Yazı hayatına şiirle başlayan Kabaklı’nın, İstanbul Yüksek Öğretmen Okulu’ndaki öğrenciliği sırasında Abdülbaki Gölpınarlı’yı Yûnus Emre hakkındaki bazı görüşleri dolayısıyla eleştirdiği ilk yazısı Son Saat gazetesinde yayımlandı (20 Kasım 1946).
1947 Martından itibaren Nurettin Topçu’nun çıkardığı Hareket dergisinde “Ayın Hercümerci” başlığı altında eleştiri yazıları yazdı. Bizim Türkiye dergisinde siyasî hiciv ve tahlilleri, Hisar ve İstanbul gibi dergilerde şiir, deneme ve eleştirileri yayımlandı; bir şiiriyle Nurullah Ataç’ın dikkatini çektiyse de şiirde ısrarlı olmadı. Tercüman gazetesinin açtığı fıkra yarışmasını kazanınca 1956 yılında derece alan diğer iki yarışmacıyla önce münâvebeli, 1957-1961 arası aralıklı, bu tarihten sonra da sürekli olarak “Gün Işığında” başlığıyla günlük yazılar yazdı.

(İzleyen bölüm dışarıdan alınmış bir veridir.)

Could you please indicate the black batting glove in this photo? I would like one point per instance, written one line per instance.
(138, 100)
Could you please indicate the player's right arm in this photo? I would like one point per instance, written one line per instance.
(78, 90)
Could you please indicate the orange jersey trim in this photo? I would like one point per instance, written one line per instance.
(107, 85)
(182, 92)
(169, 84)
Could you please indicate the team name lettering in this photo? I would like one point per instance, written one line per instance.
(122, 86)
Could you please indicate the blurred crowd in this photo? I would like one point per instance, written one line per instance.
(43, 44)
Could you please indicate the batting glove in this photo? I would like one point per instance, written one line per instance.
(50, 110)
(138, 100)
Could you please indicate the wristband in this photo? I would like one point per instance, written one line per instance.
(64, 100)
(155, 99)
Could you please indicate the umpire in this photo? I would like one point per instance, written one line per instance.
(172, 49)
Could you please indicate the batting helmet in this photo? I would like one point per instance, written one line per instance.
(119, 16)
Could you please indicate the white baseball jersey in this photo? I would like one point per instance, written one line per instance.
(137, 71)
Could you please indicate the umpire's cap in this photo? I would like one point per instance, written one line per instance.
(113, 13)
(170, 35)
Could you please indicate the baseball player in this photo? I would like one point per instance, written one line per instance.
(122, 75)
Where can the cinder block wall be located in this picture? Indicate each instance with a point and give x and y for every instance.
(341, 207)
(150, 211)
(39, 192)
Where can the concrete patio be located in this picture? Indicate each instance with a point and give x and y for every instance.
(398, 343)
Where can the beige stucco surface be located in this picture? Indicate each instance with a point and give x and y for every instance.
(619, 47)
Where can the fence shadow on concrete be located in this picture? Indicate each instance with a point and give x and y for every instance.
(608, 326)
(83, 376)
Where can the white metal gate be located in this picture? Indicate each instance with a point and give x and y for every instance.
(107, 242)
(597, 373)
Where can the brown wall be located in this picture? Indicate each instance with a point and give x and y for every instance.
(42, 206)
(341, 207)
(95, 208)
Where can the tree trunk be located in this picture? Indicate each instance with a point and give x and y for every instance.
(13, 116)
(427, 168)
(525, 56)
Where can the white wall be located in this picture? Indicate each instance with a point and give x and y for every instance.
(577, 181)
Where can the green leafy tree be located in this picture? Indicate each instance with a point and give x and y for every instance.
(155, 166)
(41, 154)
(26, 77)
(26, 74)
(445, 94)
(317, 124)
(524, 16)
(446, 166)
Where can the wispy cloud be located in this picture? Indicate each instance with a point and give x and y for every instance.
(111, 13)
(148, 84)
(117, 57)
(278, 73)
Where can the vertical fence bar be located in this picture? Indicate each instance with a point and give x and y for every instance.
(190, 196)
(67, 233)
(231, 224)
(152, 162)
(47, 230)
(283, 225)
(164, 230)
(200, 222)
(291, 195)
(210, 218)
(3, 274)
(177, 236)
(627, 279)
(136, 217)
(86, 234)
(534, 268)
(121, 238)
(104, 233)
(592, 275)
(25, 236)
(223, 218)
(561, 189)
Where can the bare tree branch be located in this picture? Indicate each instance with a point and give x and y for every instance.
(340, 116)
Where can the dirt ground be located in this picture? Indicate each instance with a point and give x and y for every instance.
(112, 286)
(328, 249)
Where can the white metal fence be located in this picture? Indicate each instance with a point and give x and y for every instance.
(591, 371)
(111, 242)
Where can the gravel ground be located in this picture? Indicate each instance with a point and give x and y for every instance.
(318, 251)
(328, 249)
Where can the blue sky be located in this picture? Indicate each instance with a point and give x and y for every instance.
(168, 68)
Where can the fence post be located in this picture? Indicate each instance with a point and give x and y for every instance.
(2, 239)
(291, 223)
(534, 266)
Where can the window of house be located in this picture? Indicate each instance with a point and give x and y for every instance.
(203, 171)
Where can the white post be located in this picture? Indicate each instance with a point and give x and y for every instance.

3 Ekim 1986 yılında Tercüman’dan ayrılarak kısa ömürlü bir gazete olan Yeni Haber’de yazmaya başladıysa da Şubat 1988 yılında eski gazetesine döndü. Kapanmasından bir süre önce Tercüman’dan ayrılıp (Mart 1991) Türkiye gazetesine geçen Kabaklı 19 Kasım 2000 tarihine kadar bu gazetede yazılar yazdı.
Ahmet Kabaklı, edebiyat faaliyetlerini daha çok 1970 yılında kurucuları arasında yer aldığı ve başkanlığını yaptığı Türkiye Edebiyat Cemiyeti bünyesinde yürüttü. Bu cemiyetin yayın organı olarak Ocak 1972 yılındaTürk Edebiyatı dergisini çıkarmaya başladı. 1978 yılında da Türk Edebiyatı Vakfı’nın kurulmasına öncülük etti ve ömrünün sonuna kadar bu vakfın başkanlığında bulundu.
Çok sayıda ödül kazanan ve 1996’da gönüllü kuruluşlarca “şeyhülmuharrirîn” ilân edilen Kabaklı 8 Şubat 2001’de İstanbul’da hayatını kaybetti ve Eyüp’te toprağa verildi. Türk Edebiyatı dergisinin, vefatından sonra çıkan sayısı (Mart-Nisan 2001, sy. 329-330) Ahmet Kabaklı ile ilgili yazılara ayrıldı.
Ahmet Kabaklı gazete yazılarında polemikçi üslûbuyla öne çıkmış, millî kültürü ve mânevî değerleri savunarak Anadolu insanının sesi olmuş, bir dönemde adı Tercüman gazetesiyle özdeşleşmiştir. Tarihte ve kültürde devamlılık fikrini savunan Kabaklı hânedanlar ve rejimler değişse de devletimizin tek olduğu, Osmanlı Devleti’nin “devlet-i ebed-müddet” idealinin kendisinden önceki Türk devletlerini ve Türkiye Cumhuriyeti’ni de içine aldığı düşüncesindedir.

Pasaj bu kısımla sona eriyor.